Правда, перед тем, как окунуться в завтрашний день, оставшиеся бойцы успели продемонстрировать коллективное умение и навыки по обезвреживанию вооруженных террористов, захвативших автобус и двухэтажное здание с заложниками или укрывшихся в лесу. Особенно интересно было наблюдать за действиями спецназовцев, штурмовавших старенький и разбитый «ПАЗйк», когда они обескуражили бедного бандита, наскочив на него со всех сторон — из окон, с крыши, через дверцы.
Следующий день встретил экзаменуемых невыносимой жарой, что стало дополнительным препятствием на пути к краповому берету. Солдаты, головы которых были обвязаны зелеными ленточками, начали преодоление адского пути с форсирования вязкого болотца.
В промокшем насквозь комбинезоне ты выскакиваешь из воды и напутствуемый взрывами бежишь к полосе препятствий. Вот там и начинаются настоящие испытания: колючая проволока, барьеры, деревянные стены, бетонные щиты. И все это под огнем, автоматными очередями, дымом. А какой недюжиной смелостью нужно обладать, чтобы прыгнуть в яму, окутанную черным смердящим угарным газом, где тебя ждет еще взрывпакет под ногами. Прошел полосу туда-обратно и направляйся вперед — на зараженный участок местности.
Врываешься в лес с противогазом на лице. Стекла очков запотели — ничего не видно. Колючие ветки больно царапают руки и лицо. Мало того, на каждом шагу поджидают ловушки — завалы, натянутая проволока. Спотыкаешься, задыхаешься от имитации дыма, падаешь, но двигаешься дальше.
Выскочил «из джунглей» — пошел на огненноштурмовую полосу. Там тебя снова ждут препятствия. Силы на исходе, а еще без передышки нужно метко отстрелять из гранатометов, пулемета, БМП, автомата, винтовки, пистолета, собрать радиостанцию, спрыгнуть на ходу из грузовика. Короче, к финишу приходят измотанные «трупы» в растерзанных в клочья камуфляжных комбинезонах. Оставшиеся мысли — пить и свалиться в траву. 55 минут беспрерывного бега позади. Нас ждет мордобой.
К последнему этапу были допущены лишь восемь человек. Трудно сказать, счастливчики они или же мученики. Отдохнув около получаса, каждый из них оказался на ринге, чтобы выдержать 12 минутный кулачный бой с четырьмя противниками.

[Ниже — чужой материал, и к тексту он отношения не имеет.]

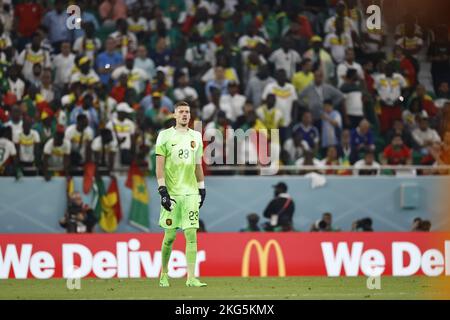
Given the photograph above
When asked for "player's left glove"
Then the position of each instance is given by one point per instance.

На тебя накинут бронежилет, на голове — шлем с мягкой подкладкой, кулаки сжаты в перчатках кикбоксинга. С первым соперником можно и посражаться и даже разбить ему нос. Зато на других сил не хватает. Начинается элементарная мясорубка: удар — в челюсть, удар — в бровь, удар — в челюсть, удар — в глаз… Только успевай прикрывать перчатками лицо, и главное, не падай на землю. Упал — нога партнера угодит в голову или живот. Заставляют подняться с земли только ободряющие окрики зрителей и командира части, полковника Сергея Мещерякова: «Боец, врежь ему! Пусти кровь!» После боя на руки сослуживцев падает вконец обессилевшее и окровавленное существо, мало чем похожее на человека.
Кружка воды в лицо, еще одна… Все! Вроде что-то видно из-под опухших век. Я — «краповый берет!»

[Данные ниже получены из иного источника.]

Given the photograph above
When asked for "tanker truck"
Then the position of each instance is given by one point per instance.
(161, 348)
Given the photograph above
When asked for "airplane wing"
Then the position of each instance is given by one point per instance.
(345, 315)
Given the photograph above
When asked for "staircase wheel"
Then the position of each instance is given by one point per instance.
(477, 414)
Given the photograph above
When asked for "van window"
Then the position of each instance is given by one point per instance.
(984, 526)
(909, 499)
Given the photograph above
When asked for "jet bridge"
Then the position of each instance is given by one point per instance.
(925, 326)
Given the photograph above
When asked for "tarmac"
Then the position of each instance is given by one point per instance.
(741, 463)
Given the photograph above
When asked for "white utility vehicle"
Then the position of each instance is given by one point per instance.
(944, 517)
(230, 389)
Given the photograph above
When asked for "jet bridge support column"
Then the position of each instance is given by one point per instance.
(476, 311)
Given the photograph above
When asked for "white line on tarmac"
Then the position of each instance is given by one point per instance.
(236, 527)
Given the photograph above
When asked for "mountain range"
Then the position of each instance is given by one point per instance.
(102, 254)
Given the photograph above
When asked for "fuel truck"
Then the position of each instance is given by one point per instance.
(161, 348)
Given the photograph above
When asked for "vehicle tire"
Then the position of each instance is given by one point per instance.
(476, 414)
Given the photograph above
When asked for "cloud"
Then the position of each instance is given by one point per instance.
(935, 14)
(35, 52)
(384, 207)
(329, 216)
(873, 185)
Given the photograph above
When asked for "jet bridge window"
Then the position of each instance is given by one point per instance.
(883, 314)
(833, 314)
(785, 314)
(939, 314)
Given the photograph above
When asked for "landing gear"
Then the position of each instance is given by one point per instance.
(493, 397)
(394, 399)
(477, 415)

Зачем же все-таки нормальному человеку нужны эти самоистязания? Довольно просто ответил на такой вопрос один из испытуемых, З6-летний старший прапорщик Гинтаутас Пабиленис:
— Сдавая экзамен на краповый берет, я посвящаю себя служению добру, отдаю дань памяти и уважения героям-однополчанам.
(Храпач С. Белорусские Рэмбо //Комсомольская правда в Беларуси. — 1995. — 28 июля.)